I would quite strongly disagree with you here. When researchers engage in academic dishonesty, it not only tends to have extremely negative consequences for themselves in terms of ability to publish, acquire grants, etc but it also directly and significantly affects the journals they published in. And in the case of the COVID stuff, public health officials who officially mislead people may also face criminal consequences, with ongoing investigations pursuing that exact outcome this very moment. [1]

But when journalists or intelligence agencies lie, exactly nothing happens. Intelligence agencies clearly see lying as just part of their retinue of weapons. And the media in general has mostly become a mixture of entertainment and bias confirmation. The internet seems to have largely killed the traditional role of the media as the bearer of information and knowledge on the happenings of the day.

[1] - https://nypost.com/2024/06/02/us-news/house-covid-panel-chai...

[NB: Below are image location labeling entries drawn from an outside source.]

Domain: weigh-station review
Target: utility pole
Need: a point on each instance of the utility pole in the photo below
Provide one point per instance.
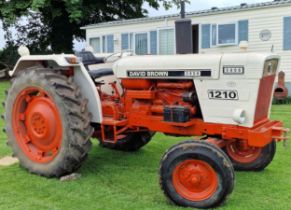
(183, 9)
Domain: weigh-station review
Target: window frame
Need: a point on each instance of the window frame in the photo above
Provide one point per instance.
(101, 46)
(148, 39)
(101, 43)
(283, 34)
(158, 38)
(131, 45)
(217, 33)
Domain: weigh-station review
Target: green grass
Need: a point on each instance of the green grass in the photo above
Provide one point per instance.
(116, 180)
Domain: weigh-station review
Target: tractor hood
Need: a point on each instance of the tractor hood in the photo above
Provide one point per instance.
(199, 66)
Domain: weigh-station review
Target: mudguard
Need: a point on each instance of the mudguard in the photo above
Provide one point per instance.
(81, 77)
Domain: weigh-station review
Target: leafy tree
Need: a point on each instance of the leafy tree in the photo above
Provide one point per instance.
(58, 22)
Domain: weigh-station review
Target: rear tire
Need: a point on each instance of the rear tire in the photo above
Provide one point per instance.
(256, 159)
(132, 142)
(196, 174)
(50, 145)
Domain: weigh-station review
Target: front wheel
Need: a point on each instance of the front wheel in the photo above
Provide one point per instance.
(250, 158)
(196, 174)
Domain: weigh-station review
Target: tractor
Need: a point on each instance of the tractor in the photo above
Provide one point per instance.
(56, 103)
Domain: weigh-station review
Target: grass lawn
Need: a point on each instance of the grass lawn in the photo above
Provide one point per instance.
(117, 180)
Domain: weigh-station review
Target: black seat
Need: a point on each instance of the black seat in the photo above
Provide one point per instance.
(97, 73)
(88, 58)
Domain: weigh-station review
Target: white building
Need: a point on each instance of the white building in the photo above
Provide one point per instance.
(266, 27)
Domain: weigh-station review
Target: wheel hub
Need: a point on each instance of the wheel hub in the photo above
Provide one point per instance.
(195, 180)
(37, 125)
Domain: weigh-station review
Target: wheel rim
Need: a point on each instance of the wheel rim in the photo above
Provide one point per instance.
(37, 125)
(195, 180)
(241, 154)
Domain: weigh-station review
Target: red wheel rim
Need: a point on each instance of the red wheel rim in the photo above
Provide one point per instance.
(195, 180)
(241, 154)
(37, 125)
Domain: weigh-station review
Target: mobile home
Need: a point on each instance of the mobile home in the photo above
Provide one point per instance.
(266, 27)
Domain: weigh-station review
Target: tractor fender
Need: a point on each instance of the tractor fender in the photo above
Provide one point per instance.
(81, 77)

While public health officials may face criminal charges, Nature magazine editors and the team of researchers that were contacted by the Chinese government and lied walked away with nothing close to extremely negative consequences. I didn't claim public health officials can fraud without consequence, I said researchers can. I can't find one instance of misleading science for political purposes lead to academic consequences for fraudulent researchers. There were researchers arrested for connections with Chinese Military by the US government but if it were up to Harvard I speculate nothing would be done, because it never has been done, as far as I know and looked at. https://www.justice.gov/opa/pr/harvard-university-professor-...

I also didn't claim Journalists and Intelligence Agencies are bearers of truth but it stands that to study something like Lab Leak or Havana Syndrome is a question in the realm of investigation, not science. No?

Peter is risking criminal consequences based on evidence gathered by investigation, not the scientific process. Also not because of purposefully misleading research but dangerous research and lies while testifying, which isn't fraudulent science.


I feel like you're getting close to pulling a no true Scotsman here with claiming that Peter Daszak isn't being "really" punished (even though he's now lost all funding, will likely be debarred preventing him from securing future Federal funding, and his career is basically dead) because of the "medium" through which he was/is being punished.

But if you want a more general case, just check out Retraction Watch. You'll find that consequences are very real, they're just not the sort that typically make the news. For instance looking up cases at Harvard, I randomly picked Sam W Lee. [1] The final charge against him was in 2019. Since then he has not only been terminated at Harvard, but has not had a single publication - meaning he likely has been unable to find a position at another university, nor has he been able to independently publish. [2]

[1] - https://retractionwatch.com/2019/04/19/harvard-cancer-lab-su...

[2] - https://www.researchgate.net/profile/Sam-Lee-30


It's what I have, some people are poor.

Obsessing over silly details like these can be deceptively tempting procrastination.